I think this is the craziest sewing binge I’ve ever been on. I’ve always been a jeans kind of gal, but now I’m all about dresses! I found this Coco pattern accidentally at Tilly and the Buttons and didn’t I just have to drop everything and sew this up! Yeah, I grew up in the 60’s and it’s like coming home! While I really enjoyed my first/test version blogged here. It was too big through the shoulders and back. That dress was just so dang comfortable and cute that I wanted to get the fit corrected right now. I took measurements across front chest and same area in back. I found the easiest way to do this is to stick a pencil or ruler high up under each arm and then have someone else measure between these points. I matched that measurement to the narrowest part of the armscye on the pattern. This turned out to be the smallest size – size 1, where I had used a size 3 throughout for my initial version. My new draft used size 1 to the narrow section and then graded out to 3 by the armsyce/side seam junction.
The knit was mutch stretchier than the 1st version and I still ended up taking in an additional 1/2″ from upper sleeve to just above the bust. It was an easy fix and I didn’t alter my new draft. I really liked how the A-line skirt ended up in soft folds. Oh, and the belt? That was a tutorial on Tilly’s site, so was the idea to just color block the top. My fabric was reversible stripe/polka dot – doesn’t get much easier than that!
I had this great Aztec kind of print, sweater knit, in deep shades of gold that would be perfect and after the ease of the lavender, I thought I could whip one up in no time…
Think again – if that had been the first knit I ever sewed with, it might have been my last. This was melt like butter knit – not a good thing going through the serger even with differential feed, I had also basted the seams before serging and still had problems. I would have just used my walking foot on the regular machine, but the cut edge was shedding as sweater knits will do. In retrospect, I should have used a light weight interfacing on the seam edge. It did stretch and that combined with the A-line skirt made the stripes a little crooked. Since the stripes were so dominant, I opted for an uneven hemline and preserved the pattern stripe at the hem edge.
I cut the sleeve on the lengthwise grain for the stripe effect, added a short cuff to the end of the sleeve and used a neckband as I’m not such a fan of the turn and stitch neckline.
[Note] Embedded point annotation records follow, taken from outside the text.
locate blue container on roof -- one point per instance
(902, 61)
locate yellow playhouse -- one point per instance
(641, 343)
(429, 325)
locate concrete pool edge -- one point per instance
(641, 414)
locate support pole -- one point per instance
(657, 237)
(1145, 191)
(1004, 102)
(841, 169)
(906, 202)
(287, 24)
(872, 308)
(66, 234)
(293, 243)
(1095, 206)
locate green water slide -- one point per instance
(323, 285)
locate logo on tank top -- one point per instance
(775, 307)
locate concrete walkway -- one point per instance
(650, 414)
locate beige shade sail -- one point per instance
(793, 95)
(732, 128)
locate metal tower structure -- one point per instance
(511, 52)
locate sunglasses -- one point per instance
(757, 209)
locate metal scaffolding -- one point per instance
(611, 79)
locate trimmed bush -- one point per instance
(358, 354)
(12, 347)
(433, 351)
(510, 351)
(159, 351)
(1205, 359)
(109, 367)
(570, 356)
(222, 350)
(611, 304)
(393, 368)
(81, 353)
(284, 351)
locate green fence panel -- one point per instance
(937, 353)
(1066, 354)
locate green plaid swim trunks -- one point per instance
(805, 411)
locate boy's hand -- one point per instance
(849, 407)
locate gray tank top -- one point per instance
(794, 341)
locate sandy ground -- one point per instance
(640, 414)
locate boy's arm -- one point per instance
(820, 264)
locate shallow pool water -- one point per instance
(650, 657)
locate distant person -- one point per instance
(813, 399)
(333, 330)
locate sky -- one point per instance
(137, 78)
I have a table that I share for drafting/cutting and then have to rearrange to use as my ironing center – it makes me want to cut out several things at once so I don’t have to go back and forth between setups as much. I really needed something easy to make up for all the trouble I had with the aztec version (even if it was worth it!)
I had another remnant piece of fleece in a very cool wine print, and what better for the Coco party than a dress covered in wine bottles!
I don’t know why, this version just makes me want to giggle! That’s poly/rayon/spandex ponte knit for the sleeves – all fleece would have been too hot and too much print.
I did have fit issues with the sleeve – when I altered the armhole, I enlarged the sleeve mostly at the base of the cap, when what I should have done was raise the height of the cap. There are are wrinkles along the sleeve that tells that tale and I will be sure to correct that when I start working on the tops. I made the provided funnel collar, but just stitched down a single layer so I could fold up the collar in multiple ways – fleece is awesome like that. There is one pocket that is drafted to be deeper than the one provided. I do have some stress wrinkles in the back; as I move closer to a woven fabric, the need for bust darts also increases.
Here is my favorite! I have had this fabric in my stash for like 18 months, just waiting for it’s perfect pattern mate…It’s a poly/spandex blend – but it has very little stretch – it really acts like a woven. It’s a beautiful shade of blue-grey with black flocked dots. This version was the funnel neck, 3/4 sleeve with cuff and reminds me of a Jackie O dress – except shorter 😀
This one was in definite need of bust darts, but I settled for a horizontal dart in the back – the pattern makes it barely visible and I know I will be getting a lot of wear out of this one!
So here they all are – my Coco girls!